When motherhood isn’t unicorns and glitter

23 Feb

6 Months ago I had Print. He is awesome… see?

He is the cutest most adorable little dude.  He has a little personality now and it’s fun…when he’s not cranky and wants his dad.  He’s chunky and his rolls are so adorable.

He is full of unicorns and glitter.

Me, his mom, not so much.  I haven’t shared too much about my postpartum time online because it’s been tough.  My birth didn’t go as I planned but I was able to have him vaginally.  Breast Feeding never happened.  He wouldn’t latch.  Everyone we saw just said “he won’t open his mouth big enough”.

I was devastated.  I blamed myself.  I had consented to vacuum extraction after pushing for 4.5 hours and looking at a c-section.  I didn’t know vacuum could lead to latch and suck issues.  I was mad at Print.  All the Lactation Consultants said he just had to choose to open his mouth to nurse.  He didn’t want to.  To me, breastfeeding was going to be the only way I felt I could connect with my son.  Prior to him I felt incapable of love.  It was going to be the only way I knew I could connect with him and express love.  It didn’t work out like I had planned.

I would like to say things have gotten better.  I still cry a lot.  I still feel guilty.  I am still anxious when I am away.

I obsess over thoughts of him dying.  How he dies and how I would tell family members and what the funeral would look like.

Every day I have to fight myself from running away.

I am glad there are some moms who fall into motherhood gracefully, but I am just not one of them.  It’s been the hardest 6 months of my life.  Harder than overcoming my sexual abuse and self injury.  I have to balance what is right and healthy for me as well as what is healthy and right for my family.  And that is never easy to figure out. I can no longer make selfish decisions.  But through exhaustion and sleep deprivation I feel like I have lost the Lynse that fights.  I know she’s down there, somewhere.  Hidden among the things I’ve overcome.  I am just taking it day by day on this roller coaster of Postpartum Depression.  That’s all I can do right now.

I know I’ll be able to look past this season of my life and be glad that it is over.  And maybe some day it will help another new mom.  But right now I am doing what I can to get through today.  And for now, that’s ok.

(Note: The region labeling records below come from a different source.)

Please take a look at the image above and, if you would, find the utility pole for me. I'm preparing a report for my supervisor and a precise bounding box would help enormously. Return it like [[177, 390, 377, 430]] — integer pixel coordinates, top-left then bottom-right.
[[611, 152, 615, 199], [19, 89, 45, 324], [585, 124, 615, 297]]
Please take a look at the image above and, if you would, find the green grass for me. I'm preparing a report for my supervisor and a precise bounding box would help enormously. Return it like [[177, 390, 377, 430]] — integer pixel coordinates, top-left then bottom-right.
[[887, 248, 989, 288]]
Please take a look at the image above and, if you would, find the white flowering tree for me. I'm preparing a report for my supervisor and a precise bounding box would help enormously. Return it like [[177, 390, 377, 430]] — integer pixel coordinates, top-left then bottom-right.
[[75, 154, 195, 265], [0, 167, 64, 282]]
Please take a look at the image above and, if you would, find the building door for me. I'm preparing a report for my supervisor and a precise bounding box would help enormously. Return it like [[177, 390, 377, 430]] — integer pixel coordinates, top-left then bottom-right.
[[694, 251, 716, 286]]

My {not so healthy} addiction to the news

12 Jan

My addiction with news started when I was really young.  For some reason on Saturday mornings I would go downstairs and watch the news. Instead of being a traditional child TV watcher and watch cartoons I would watch the news.  I remember being glued to the TV when Princess Diana died in 1997….I was 11. When I would spend the night at my grandmothers I would watch the 6, 7 and 11 o’clock news with her.  It is what we did.

 

Like every person living in America (and surrounding countries) I was attached to the News on September 11th.  I came home from school early and watched the News until there was no more news to watch.  I couldn’t sleep because I was concerned that I wouldn’t be informed of what was happening. What if something changed? What if there were more places that we effected?  I had to watch the News to know. So obsessively I watched the news.

 

Now, at 26, I watch the News every night.  If I am home I start watching the news at 4pm and it is on until 7pm.  It repeats the same stories, but I have to watch.  And then I watch again at 11.

 

I didn’t think there was anything odd about this.  And then I was direct messaging with someone yesterday after a “fun” little panic attack about Print dying triggered by a store of a young boy dying after a basketball practice. She simply asked “why are you watching the news?”  At first I was defensive….”it’s what I do…”

 

As I thought about it, the news really does evoke anxiety in me.  I often worry that Print will die.  I worry about a car accident or robbery.  I can see myself like the old A&E show obsessed and never leaving the house.

 

Yesterday, for the first time in a long time I didn’t watch the normal news shows I watch.  I only watched the 6-7pm news.  I plan on cutting the news almost out of my media diet in hopes to lessen my anxiety on a daily basis, but cold turkey doesn’t feel right.

 

I have been someone that has defined myself by what I know.  I watch and listen to the news almost constantly.  I follow journalists on twitter (which I will continue to do because I like to be informed) but I will swiftly cut back on the news i consume…why?  Because my mental health is a lot more important than what I know.

 

So, here goes….giving up my {not so healthy} addiction to the news….

 

Do you consume the news like me?  Or do you tend to stay away from it?

Q is for Quiet

6 Jan

I used to be the person that always had music playing…and loud.  The TV was always on as background noise and I worked best at a coffee shop.  Something changed since having Print.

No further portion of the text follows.